Room temperature phosphorescence (RTP) is a unique photophysical phenomenon. After removing the excitation light source, RTP related materials can emit for several seconds to several hours with a long lifespan. RTP materials have characteristics such as large Stokes shift and long luminescence lifetime, and have application prospects in fields such as information encryption, biological imaging, and chemical sensing. Compared with widely used fluorescent labels, RTP materials have additional time dimensions and richer optical tunability, exhibiting higher concealment and difficulty in replication in multi-level information encoding, making them more suitable for high-level information encryption and anti-counterfeiting. In recent years, the RTP field has developed rapidly, but manipulating RTP performance on demand and efficiently remains a challenge. In addition, further research and optimization are needed on how to integrate multi-color fluorescence and precisely adjustable afterglow for multi-level information encoding to improve encryption security.
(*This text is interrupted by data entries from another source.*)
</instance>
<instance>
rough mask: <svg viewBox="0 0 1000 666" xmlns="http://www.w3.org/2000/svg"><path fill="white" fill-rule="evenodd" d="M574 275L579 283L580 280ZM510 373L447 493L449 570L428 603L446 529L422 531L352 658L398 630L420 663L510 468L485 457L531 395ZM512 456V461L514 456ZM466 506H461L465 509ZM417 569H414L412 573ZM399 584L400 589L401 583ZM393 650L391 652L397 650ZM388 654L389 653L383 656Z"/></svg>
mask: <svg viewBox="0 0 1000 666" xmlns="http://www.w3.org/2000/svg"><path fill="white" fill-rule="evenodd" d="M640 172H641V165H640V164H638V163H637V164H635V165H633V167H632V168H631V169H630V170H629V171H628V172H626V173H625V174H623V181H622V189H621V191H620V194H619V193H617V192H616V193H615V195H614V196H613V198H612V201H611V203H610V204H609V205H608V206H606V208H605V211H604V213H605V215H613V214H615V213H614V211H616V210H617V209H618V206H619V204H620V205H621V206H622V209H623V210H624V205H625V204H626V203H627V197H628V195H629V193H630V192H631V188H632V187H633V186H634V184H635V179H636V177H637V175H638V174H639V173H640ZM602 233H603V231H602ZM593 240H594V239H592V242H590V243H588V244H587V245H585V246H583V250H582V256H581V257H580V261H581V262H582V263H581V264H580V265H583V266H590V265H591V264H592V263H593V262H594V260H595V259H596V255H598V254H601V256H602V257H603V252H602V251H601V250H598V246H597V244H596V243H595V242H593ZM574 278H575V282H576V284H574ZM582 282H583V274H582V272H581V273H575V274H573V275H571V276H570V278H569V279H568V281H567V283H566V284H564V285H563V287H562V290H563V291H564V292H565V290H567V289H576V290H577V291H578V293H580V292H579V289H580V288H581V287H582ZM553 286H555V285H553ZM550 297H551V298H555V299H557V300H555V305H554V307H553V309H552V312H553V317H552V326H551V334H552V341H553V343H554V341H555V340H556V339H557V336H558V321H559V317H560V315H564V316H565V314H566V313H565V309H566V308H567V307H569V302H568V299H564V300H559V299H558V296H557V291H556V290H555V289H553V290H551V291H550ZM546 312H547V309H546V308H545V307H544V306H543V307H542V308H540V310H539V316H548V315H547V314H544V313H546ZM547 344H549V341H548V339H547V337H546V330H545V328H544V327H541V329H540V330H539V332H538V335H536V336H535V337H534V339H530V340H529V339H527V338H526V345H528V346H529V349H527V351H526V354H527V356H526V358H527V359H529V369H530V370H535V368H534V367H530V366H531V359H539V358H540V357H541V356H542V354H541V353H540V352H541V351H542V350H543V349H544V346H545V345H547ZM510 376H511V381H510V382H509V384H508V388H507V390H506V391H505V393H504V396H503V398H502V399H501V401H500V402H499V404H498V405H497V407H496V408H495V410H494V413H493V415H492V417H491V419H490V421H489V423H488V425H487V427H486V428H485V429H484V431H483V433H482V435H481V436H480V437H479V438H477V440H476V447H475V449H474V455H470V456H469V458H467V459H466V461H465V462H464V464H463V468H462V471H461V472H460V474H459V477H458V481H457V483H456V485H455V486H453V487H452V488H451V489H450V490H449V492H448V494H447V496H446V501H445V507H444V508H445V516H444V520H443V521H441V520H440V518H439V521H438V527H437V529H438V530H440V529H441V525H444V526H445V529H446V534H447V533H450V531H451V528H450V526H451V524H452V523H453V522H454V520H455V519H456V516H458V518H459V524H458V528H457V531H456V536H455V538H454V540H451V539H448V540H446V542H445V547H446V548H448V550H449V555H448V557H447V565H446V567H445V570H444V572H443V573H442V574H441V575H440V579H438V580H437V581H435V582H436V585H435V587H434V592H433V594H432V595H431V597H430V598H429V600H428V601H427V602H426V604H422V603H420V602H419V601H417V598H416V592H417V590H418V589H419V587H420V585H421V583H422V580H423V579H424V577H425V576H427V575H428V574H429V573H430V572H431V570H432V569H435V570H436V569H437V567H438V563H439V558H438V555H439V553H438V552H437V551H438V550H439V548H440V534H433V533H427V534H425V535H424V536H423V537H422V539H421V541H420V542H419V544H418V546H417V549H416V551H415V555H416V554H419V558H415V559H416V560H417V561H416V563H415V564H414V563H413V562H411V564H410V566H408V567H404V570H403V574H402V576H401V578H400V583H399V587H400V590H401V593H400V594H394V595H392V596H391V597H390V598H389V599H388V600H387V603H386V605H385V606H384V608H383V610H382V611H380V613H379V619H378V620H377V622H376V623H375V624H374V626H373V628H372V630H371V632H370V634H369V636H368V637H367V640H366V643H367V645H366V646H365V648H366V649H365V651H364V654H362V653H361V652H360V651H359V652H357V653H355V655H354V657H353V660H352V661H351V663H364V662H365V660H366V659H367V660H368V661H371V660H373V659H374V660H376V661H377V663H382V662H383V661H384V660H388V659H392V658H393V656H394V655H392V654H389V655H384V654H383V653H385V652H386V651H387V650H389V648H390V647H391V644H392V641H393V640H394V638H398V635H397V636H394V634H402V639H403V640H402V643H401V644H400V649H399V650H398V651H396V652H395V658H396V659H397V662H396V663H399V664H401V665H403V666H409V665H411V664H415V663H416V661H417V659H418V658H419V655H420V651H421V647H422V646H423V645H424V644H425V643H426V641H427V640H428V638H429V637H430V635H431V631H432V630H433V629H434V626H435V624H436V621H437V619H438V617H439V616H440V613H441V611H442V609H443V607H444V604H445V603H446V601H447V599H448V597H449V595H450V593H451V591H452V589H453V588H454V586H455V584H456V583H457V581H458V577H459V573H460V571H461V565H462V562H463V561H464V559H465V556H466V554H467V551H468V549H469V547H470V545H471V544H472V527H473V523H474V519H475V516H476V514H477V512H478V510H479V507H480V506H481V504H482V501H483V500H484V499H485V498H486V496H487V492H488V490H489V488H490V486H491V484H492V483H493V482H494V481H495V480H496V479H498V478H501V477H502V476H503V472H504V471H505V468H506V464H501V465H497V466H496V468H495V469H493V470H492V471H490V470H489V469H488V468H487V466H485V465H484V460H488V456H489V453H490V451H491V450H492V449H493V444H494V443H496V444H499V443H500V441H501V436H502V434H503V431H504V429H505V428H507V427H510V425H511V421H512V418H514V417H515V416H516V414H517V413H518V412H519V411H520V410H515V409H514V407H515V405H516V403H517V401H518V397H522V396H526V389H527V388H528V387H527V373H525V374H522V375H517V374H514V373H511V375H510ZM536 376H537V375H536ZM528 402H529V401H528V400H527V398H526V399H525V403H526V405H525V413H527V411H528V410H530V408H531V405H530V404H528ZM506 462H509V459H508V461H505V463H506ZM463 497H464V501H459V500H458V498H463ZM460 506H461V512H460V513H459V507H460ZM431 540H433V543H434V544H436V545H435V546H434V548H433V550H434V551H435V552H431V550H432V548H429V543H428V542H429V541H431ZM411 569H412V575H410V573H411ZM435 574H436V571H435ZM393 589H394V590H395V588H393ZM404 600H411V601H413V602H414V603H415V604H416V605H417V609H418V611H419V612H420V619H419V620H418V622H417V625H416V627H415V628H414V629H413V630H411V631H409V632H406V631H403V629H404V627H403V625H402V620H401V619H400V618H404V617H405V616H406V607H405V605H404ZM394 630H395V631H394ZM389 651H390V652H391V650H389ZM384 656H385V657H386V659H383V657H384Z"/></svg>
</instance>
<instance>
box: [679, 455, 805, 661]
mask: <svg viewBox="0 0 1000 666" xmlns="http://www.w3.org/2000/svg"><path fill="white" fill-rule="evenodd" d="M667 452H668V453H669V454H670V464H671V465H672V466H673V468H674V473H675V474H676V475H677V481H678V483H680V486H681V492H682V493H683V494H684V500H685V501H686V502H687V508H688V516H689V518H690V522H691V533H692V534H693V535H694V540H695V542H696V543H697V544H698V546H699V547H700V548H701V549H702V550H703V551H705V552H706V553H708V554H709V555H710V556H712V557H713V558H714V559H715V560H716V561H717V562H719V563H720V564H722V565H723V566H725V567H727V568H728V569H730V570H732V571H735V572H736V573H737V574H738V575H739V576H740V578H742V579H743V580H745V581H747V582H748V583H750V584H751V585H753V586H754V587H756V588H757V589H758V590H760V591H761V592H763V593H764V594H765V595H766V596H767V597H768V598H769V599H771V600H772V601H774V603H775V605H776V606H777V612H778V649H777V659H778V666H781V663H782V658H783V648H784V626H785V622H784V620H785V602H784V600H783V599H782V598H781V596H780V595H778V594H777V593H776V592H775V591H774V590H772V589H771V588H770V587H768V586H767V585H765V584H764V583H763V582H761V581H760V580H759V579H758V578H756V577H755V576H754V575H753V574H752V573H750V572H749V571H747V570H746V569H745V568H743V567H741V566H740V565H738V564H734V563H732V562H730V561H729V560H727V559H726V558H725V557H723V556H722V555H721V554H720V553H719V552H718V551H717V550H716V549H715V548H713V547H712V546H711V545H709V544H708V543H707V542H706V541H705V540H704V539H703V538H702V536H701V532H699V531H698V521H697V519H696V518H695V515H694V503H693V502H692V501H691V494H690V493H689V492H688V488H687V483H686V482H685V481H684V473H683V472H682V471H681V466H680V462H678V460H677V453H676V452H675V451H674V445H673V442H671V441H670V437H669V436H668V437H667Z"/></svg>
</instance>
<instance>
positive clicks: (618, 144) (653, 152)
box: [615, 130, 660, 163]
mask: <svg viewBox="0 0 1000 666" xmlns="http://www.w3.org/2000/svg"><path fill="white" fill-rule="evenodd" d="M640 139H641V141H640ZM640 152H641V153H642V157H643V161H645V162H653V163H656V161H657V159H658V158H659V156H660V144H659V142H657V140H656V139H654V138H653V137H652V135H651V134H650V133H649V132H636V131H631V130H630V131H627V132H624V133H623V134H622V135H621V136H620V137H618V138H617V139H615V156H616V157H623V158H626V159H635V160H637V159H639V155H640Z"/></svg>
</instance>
In recent years, Chen Tao, a researcher of the Intelligent Polymer Materials Team of the Key Laboratory of Marine Key Materials, Ningbo Institute of Materials Technology and Engineering, Chinese Academy of Sciences, and Yin Guangqiang, an assistant researcher, have devoted themselves to the controllable construction of composite light-emitting (fluorescent, phosphorescent) materials using supramolecular dynamic interactions and their applications in information storage and encryption, camouflage and anti-counterfeiting.

Recently, the team reported on a strategy for precise control of organic room temperature phosphorescence material properties through lanthanide metal coordination, achieving customized fluorescence and phosphorescence performance, and establishing a high security level of multi-level information encryption and anti-counterfeiting applications. Lanthanide metal ions such as europium and terbium (Ln3+) exhibit forbidden transition processes, which typically require the use of organic ligands with high molar coefficients to sensitize Ln3+for efficient luminescence. This process is called antenna effect. The process of ligand to metal photosensitive energy transfer originates from the triplet state of organic ligands to the high-energy excited state of Ln3+, which competes with the pathway of organic triplet exciton radiation transition to the ground state to form phosphorescence. Therefore, the study integrates Ln3+receptors with long-lived organic phosphorescent donors and introduces this competitive mechanism into long-lived luminescent systems to manipulate RTP performance and achieve customized optical performance. The performance of the lanthanide doped RTP materials obtained by this research institute is highly dependent on the amount of lanthanide metal ions introduced. By adjusting the Ln3+doping amount, specific fluorescence and phosphorescence properties can be obtained as needed. Meanwhile, considering the advantages of precisely customized phosphorescence performance and multi-color tunable fluorescence of the material, the team has established a multi-level information encoding system with high security level, including fluorescence misleading, spatiotemporal resolution anti-counterfeiting, fluorescence phosphorescence dual-mode encrypted lattice, etc. This achievement provides a new approach for precise regulation of organic RTP performance and expands the application of composite optical materials in advanced information security and anti-counterfeiting.